ラルドックの放つテリトリーとフィールドはその名に恥じるかのごとく、アポロの領域に圧倒される。アポロは高速で動くテリトリーを雑作もなく、それも素手で掴むとそのまま引っ張り投げ捨てる。まるでラルドックは重さを失ったかのように、振り回され瓦礫に激突した。あまりのことと鈍い痛みに食いしばる歯の間から悲鳴が漏れる。強い力で急激に引っ張られたせいで、身を起こすまで肩が外れたことすら気づかなかった。
幸運だったのはアポロがラルドックにそれ以上の敵意を向けなかったこと。彼は諦めずに切り込むレントに意識を持っていっていた。
素早い動きは容易には捉えられない。
アポロが強い波でレントを巻き上げる。成す術もなく宙に浮いたレントに彼は拳をつくり殴りつけた。レントは咄嗟にネスティマで防いだが、それが功を奏した。普通の剣ならば砕け、受けた者も木端微塵となっていただろう。ただ彼の剣は普通ではなかった。もっと言えば特別だったのだ。耳を塞ぎたくなるような甲高い音を立てながらも折れもせず、曲がりもせず、ヒビすらも許さずに自らを操る主を守り抜いた。とは言っても、アポロの衝撃は防ぎようもなくレントは吹き飛ばされ瓦礫に埋もれた。
 アポロはその様子に少し驚いた。彼自身、自分のまともな攻撃を受けて耐え抜いた武器を始めて見たのだ。だが、そんな表情もすぐに消え、同じく吹き飛ばされたレントに意識を向けていたイリスに向いた。
 別段、不意を突かれるほどに意識を逸らしたわけではなかった。これに関しては一瞬の隙を突いたアポロを褒めるべきだ。イリスがアポロの動きに気付き魔法を唱えようと口を開いた時には、アポロの大きな手が彼女の首を掴み持ち上げていた。絞められた手はとても固く、彼女は喘ぐしかできなかった。

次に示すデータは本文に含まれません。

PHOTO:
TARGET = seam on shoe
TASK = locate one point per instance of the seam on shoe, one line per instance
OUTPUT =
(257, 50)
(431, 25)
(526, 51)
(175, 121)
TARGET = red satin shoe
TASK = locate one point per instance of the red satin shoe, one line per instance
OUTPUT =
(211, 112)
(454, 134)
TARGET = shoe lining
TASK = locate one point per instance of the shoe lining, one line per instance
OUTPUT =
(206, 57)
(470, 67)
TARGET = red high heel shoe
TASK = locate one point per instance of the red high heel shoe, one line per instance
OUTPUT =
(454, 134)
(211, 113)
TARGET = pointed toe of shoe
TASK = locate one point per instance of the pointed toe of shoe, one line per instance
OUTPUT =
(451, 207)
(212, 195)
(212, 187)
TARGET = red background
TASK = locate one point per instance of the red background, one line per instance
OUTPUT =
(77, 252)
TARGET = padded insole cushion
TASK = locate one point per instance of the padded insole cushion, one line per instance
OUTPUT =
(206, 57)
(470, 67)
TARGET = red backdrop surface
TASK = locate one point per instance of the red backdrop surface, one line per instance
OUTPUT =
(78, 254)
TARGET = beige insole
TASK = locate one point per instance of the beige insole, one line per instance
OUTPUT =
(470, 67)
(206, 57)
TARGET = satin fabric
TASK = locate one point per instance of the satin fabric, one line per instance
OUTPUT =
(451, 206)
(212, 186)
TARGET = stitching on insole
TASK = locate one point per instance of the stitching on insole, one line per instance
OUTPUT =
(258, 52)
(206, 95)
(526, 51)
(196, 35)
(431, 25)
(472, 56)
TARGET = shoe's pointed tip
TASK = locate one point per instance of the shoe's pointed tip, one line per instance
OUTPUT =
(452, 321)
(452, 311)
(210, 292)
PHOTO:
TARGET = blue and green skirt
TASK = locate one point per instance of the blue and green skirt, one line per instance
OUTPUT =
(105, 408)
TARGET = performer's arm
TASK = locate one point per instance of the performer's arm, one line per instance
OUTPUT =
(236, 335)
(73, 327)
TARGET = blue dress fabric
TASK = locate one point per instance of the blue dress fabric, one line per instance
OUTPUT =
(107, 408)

 そんなイリスの様子を見るアポロの目が無情な光を放った。
 途端に、イリスの体より白い煙のような物が立ち上り始め、彼女はアポロに持ち上げられながら悶え、のたうち回る。
「ふ~ん。案外簡単だな」
 悲鳴すら出ぬイリスを見ながらアポロは呟く。それは以前、大神がジャンバルキアの三姉妹。水連の魔女と呼ばれた者を殺した技であった。体内の水分を蒸発させて殺す。彼の覇長がそれを可能にさせていた。

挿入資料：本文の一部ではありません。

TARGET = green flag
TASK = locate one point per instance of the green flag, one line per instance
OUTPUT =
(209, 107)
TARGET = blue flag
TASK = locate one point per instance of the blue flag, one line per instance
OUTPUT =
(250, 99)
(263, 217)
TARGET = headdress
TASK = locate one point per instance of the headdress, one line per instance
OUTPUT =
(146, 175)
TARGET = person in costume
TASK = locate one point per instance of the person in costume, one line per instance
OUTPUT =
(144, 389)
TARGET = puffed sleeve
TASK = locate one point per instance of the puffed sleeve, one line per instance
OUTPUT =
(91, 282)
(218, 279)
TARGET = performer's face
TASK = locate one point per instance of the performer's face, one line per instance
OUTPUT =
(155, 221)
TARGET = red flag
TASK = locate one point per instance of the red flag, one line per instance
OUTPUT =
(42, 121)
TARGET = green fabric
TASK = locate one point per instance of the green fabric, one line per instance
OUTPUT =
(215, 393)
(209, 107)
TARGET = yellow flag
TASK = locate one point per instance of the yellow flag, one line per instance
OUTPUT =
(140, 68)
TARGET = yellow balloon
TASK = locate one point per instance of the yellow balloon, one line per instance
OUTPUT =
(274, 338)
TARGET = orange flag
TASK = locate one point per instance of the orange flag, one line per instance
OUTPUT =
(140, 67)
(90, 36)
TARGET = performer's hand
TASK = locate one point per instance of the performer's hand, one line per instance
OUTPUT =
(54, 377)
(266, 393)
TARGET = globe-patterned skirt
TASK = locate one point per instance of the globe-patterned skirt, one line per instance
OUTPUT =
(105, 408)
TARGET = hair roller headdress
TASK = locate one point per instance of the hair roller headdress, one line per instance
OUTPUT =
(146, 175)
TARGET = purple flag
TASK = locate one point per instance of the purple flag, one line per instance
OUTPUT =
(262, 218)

 ただうまく扱えていないせいか、なかなか死なない状態だ。アポロが波に集中しようとしていた時、ホールの空気の変化に気付く。それは急激に下がり始め、地面が凍り付きはじめていた。
 見ればレントが床にネスティマを突き刺していた。それは床一面を凍りつかせ、壁を、燃え上がっている炎すら凍りつく。炎が凍りつくなどあり得ないが、おそらくネスティマより出る冷気のような物は根本から違うのだろう。やがてその凍てつく冷気はアポロの覇長すら凍りつかせはじめる。
 今度こそアポロは驚愕する。こんな現象を見たのは初めてだった。
 アポロはその光景を愛しそうに見た。自分の波が凍るなど想像もしてみなかった。気付けばその手よりイリスを放している。凍っていく覇長は美しかった。その背後より、肩を嵌め直したラルドックの双剣が襲う。しかし、凍りついた覇長は砕けるも、それ以上の侵入を新たな波が許さなかった。あたかも凍ったのが表面だけで、内々より放たれる新しい波が氷を押しはがすような奇妙な光景だ。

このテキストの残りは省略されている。